Il arrive souvent que le patron de la Grande Verrière apporte à Miss Chesterfield, la mécanicienne la plus adroite de la ville, de vieilles machines-outils toussantes et grinçantes. Aujourd'hui il apporte à l'atelier mécanique une colossale dégauchisseuse-raboteuse. Dans la calèche, avec deux de ses employés, Roy dirige à la voix deux ronçins, l'un à la robe grise pommelée, l'autre alezan. Après avoir déchargé la machine et l'avoir posé sur l'établi de la mécanicienne, Aleksey enjoint ses employés à rejoindre la Grande Verrière, tandis que lui se chargera ici d'expliquer les manquements de cette machine et le tarif approprié pour la remettre en état.

Tout deux se connaissent pour avoir souvent eu l'occasion de commercer ensemble. Il arrive même que la mécanicienne se déplace en personne à la Grande-Verrière, pour y entretenir les moteurs vapeur et les machines-outils de l'entreprise.

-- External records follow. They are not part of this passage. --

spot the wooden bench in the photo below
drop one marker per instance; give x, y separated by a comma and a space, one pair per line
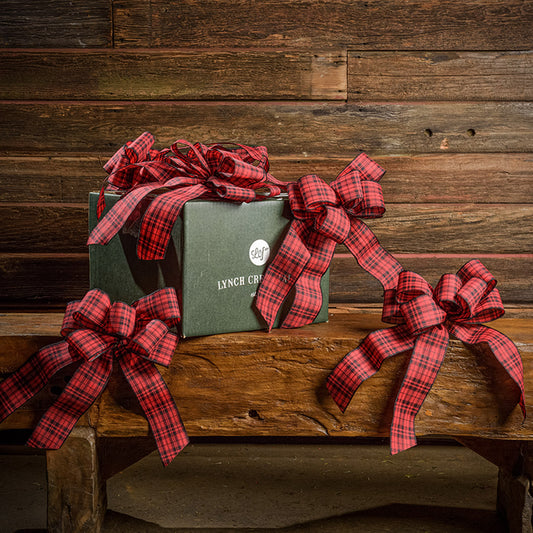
273, 384
437, 93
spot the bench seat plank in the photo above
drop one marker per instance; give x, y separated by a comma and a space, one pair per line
258, 383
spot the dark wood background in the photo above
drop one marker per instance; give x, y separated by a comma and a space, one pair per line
438, 92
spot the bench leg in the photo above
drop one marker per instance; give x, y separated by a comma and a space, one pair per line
76, 490
514, 460
515, 501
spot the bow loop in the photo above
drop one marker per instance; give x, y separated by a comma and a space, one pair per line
144, 343
183, 172
425, 319
120, 320
91, 312
410, 286
231, 193
372, 204
140, 337
132, 152
160, 305
89, 344
312, 199
315, 194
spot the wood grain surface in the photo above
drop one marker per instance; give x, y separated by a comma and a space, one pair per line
285, 128
413, 25
442, 75
439, 94
261, 383
172, 75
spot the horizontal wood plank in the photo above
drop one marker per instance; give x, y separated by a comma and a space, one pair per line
66, 277
273, 383
383, 25
286, 128
443, 75
172, 75
439, 178
405, 228
349, 283
55, 23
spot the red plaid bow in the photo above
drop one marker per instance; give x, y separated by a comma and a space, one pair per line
325, 215
237, 174
99, 333
426, 318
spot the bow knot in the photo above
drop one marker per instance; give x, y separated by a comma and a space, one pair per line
312, 200
183, 172
324, 215
98, 334
425, 319
468, 297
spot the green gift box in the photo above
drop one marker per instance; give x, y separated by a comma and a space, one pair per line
216, 258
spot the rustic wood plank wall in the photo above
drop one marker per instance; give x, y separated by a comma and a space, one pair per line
438, 92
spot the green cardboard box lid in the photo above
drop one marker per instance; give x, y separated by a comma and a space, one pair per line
215, 259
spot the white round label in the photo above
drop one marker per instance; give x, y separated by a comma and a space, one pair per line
259, 252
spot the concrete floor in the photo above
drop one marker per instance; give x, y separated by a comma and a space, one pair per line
278, 487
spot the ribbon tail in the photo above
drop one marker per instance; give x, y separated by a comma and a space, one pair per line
32, 376
363, 362
503, 349
426, 359
119, 214
308, 297
282, 273
159, 219
371, 256
82, 390
157, 404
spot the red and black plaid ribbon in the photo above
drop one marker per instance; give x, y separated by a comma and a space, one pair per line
99, 334
426, 318
325, 215
183, 172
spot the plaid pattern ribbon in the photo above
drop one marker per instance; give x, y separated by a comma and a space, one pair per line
98, 334
425, 319
183, 172
325, 215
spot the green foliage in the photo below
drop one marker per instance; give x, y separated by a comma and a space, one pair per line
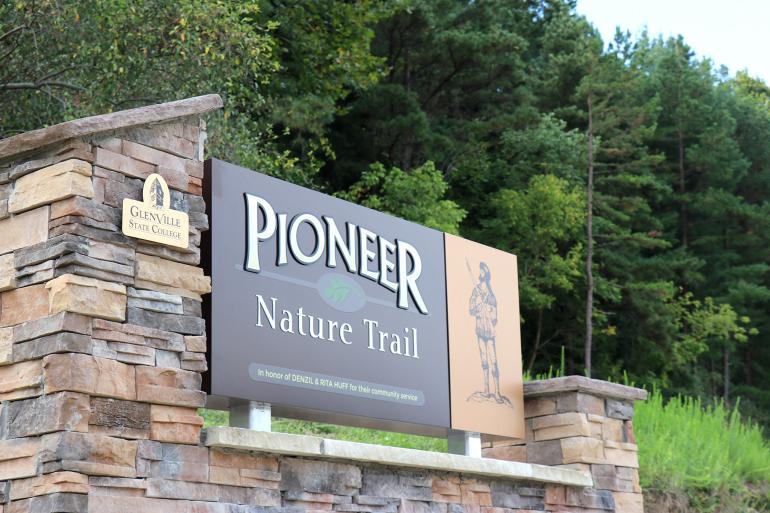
539, 224
371, 436
472, 118
417, 195
684, 444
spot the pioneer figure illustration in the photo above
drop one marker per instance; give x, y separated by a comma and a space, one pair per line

Consciencieuse et par éclat pétillante et joyeuse, Roy trouve à la mécanicienne beaucoup de qualités au premier rang desquelles une probité et une douceur appréciable. Beaucoup de jeunes employés sont épris d'elle et ils sont nombreux à se porter volontaires pour porter de lourdes machines jusqu'ici.

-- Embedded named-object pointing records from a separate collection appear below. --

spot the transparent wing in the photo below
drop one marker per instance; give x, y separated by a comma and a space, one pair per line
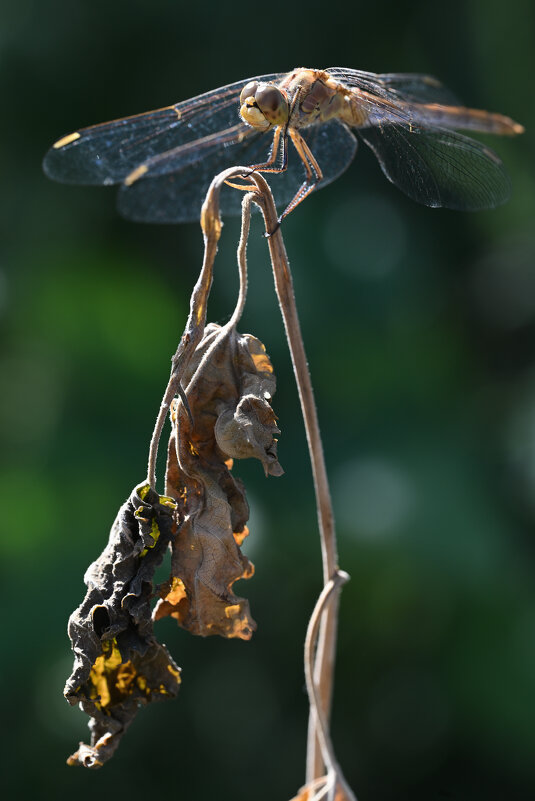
405, 86
409, 100
178, 196
108, 153
439, 167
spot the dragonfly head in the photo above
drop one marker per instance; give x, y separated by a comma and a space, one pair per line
263, 105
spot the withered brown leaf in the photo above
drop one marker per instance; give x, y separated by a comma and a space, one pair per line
119, 665
230, 383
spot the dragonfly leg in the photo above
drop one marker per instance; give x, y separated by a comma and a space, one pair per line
269, 165
313, 172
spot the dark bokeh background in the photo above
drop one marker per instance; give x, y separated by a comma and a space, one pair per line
420, 330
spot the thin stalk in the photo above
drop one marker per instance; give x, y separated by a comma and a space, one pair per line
192, 335
326, 648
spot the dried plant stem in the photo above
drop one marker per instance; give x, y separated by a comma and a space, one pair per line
326, 648
190, 338
323, 775
334, 778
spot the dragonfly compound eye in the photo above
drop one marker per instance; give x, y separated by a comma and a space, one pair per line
249, 90
263, 105
272, 103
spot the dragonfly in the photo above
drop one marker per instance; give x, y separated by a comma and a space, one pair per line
304, 127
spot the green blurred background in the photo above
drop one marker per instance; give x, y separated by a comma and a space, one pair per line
420, 330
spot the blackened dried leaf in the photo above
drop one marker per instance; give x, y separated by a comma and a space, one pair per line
119, 665
230, 401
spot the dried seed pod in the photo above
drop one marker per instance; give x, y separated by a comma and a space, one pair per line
230, 382
119, 665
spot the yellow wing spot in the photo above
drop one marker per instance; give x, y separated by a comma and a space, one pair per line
135, 174
66, 140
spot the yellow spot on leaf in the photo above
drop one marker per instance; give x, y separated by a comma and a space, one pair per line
66, 140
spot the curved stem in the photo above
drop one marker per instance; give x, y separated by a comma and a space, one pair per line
325, 653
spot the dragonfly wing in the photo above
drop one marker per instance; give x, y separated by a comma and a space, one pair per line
109, 153
405, 86
439, 167
178, 197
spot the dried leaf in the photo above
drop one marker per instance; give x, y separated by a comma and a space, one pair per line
316, 789
119, 665
230, 402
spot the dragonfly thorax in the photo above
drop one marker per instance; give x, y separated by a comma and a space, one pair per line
263, 105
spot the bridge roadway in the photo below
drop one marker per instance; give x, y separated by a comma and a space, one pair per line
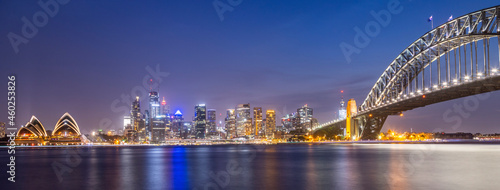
451, 61
416, 100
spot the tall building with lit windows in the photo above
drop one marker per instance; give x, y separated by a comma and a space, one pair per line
2, 129
270, 123
342, 110
154, 104
211, 123
243, 120
230, 124
257, 122
305, 118
200, 120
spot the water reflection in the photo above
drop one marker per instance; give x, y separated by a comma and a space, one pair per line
297, 166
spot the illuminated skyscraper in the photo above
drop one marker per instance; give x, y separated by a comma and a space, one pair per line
243, 120
304, 115
230, 124
211, 123
342, 110
257, 122
2, 129
200, 120
270, 123
165, 108
154, 104
135, 120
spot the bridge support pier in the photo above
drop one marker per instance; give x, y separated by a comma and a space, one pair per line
370, 126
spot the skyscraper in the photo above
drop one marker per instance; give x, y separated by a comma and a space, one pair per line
211, 123
257, 122
230, 124
165, 108
304, 114
200, 116
270, 123
154, 104
342, 110
135, 120
156, 119
243, 120
177, 124
2, 129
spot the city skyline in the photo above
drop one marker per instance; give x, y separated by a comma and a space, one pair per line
285, 85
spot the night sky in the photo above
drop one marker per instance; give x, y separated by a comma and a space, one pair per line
91, 58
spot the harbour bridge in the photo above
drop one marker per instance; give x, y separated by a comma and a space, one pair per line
450, 61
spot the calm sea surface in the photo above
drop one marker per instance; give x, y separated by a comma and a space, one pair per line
286, 166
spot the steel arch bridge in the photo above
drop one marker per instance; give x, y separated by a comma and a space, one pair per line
443, 64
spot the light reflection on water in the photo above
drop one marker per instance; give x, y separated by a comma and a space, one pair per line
288, 166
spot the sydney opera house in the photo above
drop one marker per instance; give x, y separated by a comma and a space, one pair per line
66, 132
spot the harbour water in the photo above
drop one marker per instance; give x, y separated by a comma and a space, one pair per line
282, 166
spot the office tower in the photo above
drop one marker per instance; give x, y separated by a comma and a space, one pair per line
211, 123
287, 122
342, 110
270, 123
200, 116
158, 130
243, 120
165, 108
257, 122
127, 123
230, 124
154, 104
147, 122
304, 114
177, 124
187, 130
2, 129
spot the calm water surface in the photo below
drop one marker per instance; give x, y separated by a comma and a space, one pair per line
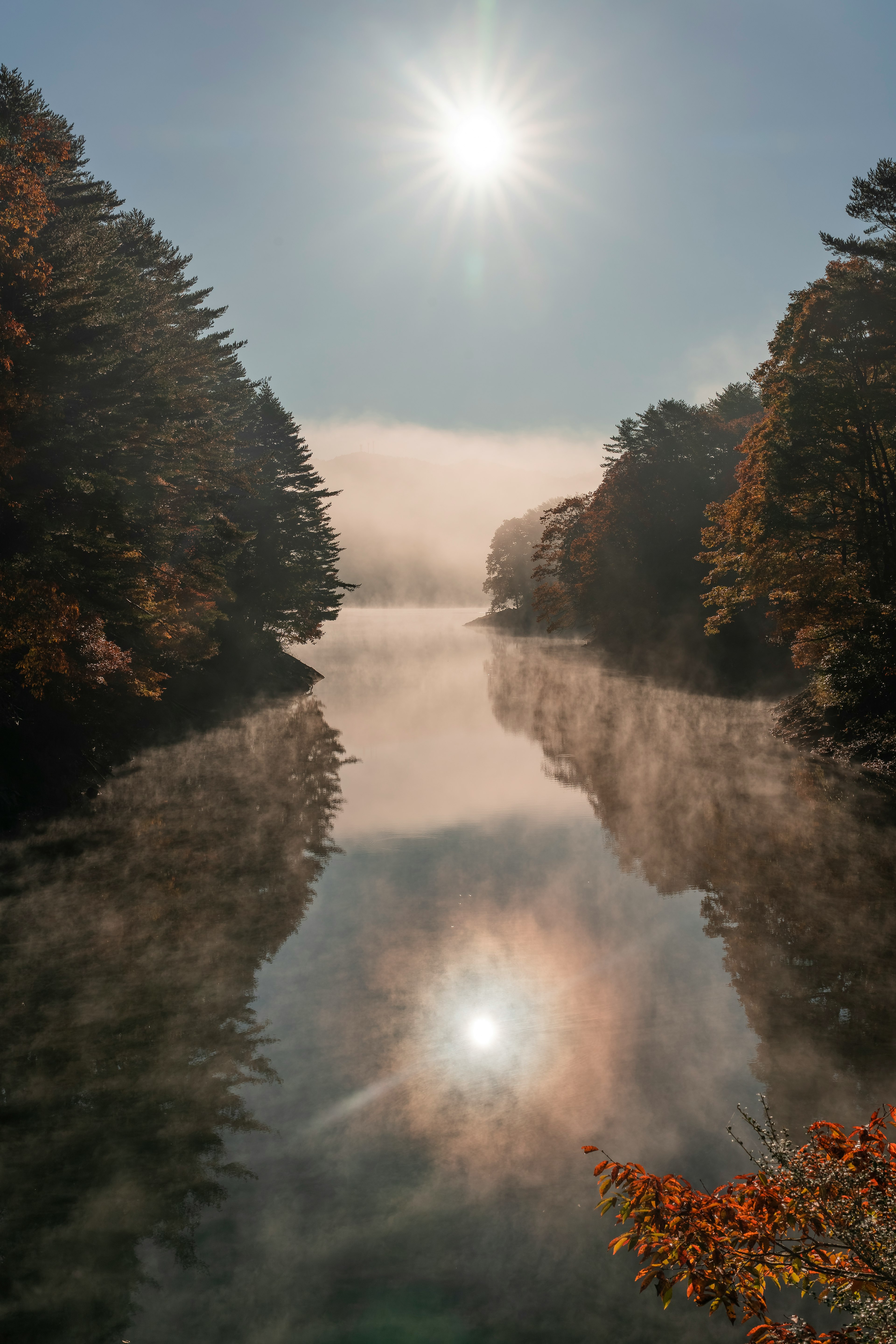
287, 1065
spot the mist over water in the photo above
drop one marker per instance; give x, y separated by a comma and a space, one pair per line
566, 906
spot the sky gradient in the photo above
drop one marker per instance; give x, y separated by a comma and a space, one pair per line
687, 157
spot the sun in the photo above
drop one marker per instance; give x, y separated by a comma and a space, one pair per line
480, 144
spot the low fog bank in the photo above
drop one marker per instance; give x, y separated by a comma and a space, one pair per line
417, 533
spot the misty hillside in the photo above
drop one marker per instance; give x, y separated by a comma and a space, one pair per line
417, 534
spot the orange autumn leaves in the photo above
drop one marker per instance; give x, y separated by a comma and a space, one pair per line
29, 157
820, 1218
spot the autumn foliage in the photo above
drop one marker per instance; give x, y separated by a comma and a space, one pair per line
811, 530
151, 495
820, 1218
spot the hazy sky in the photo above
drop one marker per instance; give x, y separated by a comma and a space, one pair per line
674, 164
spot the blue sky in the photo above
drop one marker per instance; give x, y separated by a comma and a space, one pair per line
687, 157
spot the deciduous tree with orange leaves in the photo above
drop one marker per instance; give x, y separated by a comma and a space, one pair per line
812, 526
820, 1218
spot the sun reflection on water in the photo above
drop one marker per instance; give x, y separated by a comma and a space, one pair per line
483, 1031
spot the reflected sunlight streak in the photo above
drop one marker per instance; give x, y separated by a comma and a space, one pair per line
483, 1031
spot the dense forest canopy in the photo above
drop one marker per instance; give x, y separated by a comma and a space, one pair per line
150, 486
796, 474
154, 498
508, 569
620, 564
812, 525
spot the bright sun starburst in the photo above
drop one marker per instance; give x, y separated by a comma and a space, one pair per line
480, 143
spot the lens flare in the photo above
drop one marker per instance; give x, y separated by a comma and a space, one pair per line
480, 144
483, 1033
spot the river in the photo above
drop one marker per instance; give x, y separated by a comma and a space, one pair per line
308, 1018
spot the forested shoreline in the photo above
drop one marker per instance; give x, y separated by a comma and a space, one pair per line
778, 497
164, 533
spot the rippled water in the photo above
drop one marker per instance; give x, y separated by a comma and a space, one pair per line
280, 1068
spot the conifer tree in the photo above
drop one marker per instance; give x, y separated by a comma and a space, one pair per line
138, 458
813, 521
285, 577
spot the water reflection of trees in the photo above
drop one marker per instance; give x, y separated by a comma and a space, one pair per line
798, 869
131, 941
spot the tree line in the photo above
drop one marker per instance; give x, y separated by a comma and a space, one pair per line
158, 504
778, 497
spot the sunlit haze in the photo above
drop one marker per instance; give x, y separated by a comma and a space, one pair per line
483, 1031
632, 194
480, 143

Fin observateur. Roy aura très vite constaté que la jeune femme n'était ni sensible ni réceptive aux insistantes sollicitations de ses jeunes menuisiers. Il aura d'ailleurs à plusieurs reprises su la tirer de circonstances gênantes. Aleksey croise aussi souvent la jeune femme dans le quartier résidentiel de Quederla. De toute évidence ils sont voisins. Courtoise et polie, elle le salue, lui sa femme et sa fille, toujours avec gène et politesse sans pour autant perdre une once de sa joie de vivre. Bavarde et quelque peu exubérante, il ne la vue se taire qu'a une seule reprise. Un matin, alors qu'il faisait son jogging matinal dès l'aube, il a croisé devant la demeure de Miss Osborne, une Télékyn du conclave que Roy ne connait que trop bien. De toute évidence elle avait paru très gênée d'être surprise là, de si bon matin. Son teint porcelaine avait viré au rouge pourpre. De file en aiguille, Roy aura compris que ces deux jeunes femmes entretiennent une relation sinon tendancieuse pour le moins privilégié. Fréquenter une Telékyn apporte son lot de problèmes, risques et périls qui se concilient mal avec l'idée que l'on peut se faire de l'amour.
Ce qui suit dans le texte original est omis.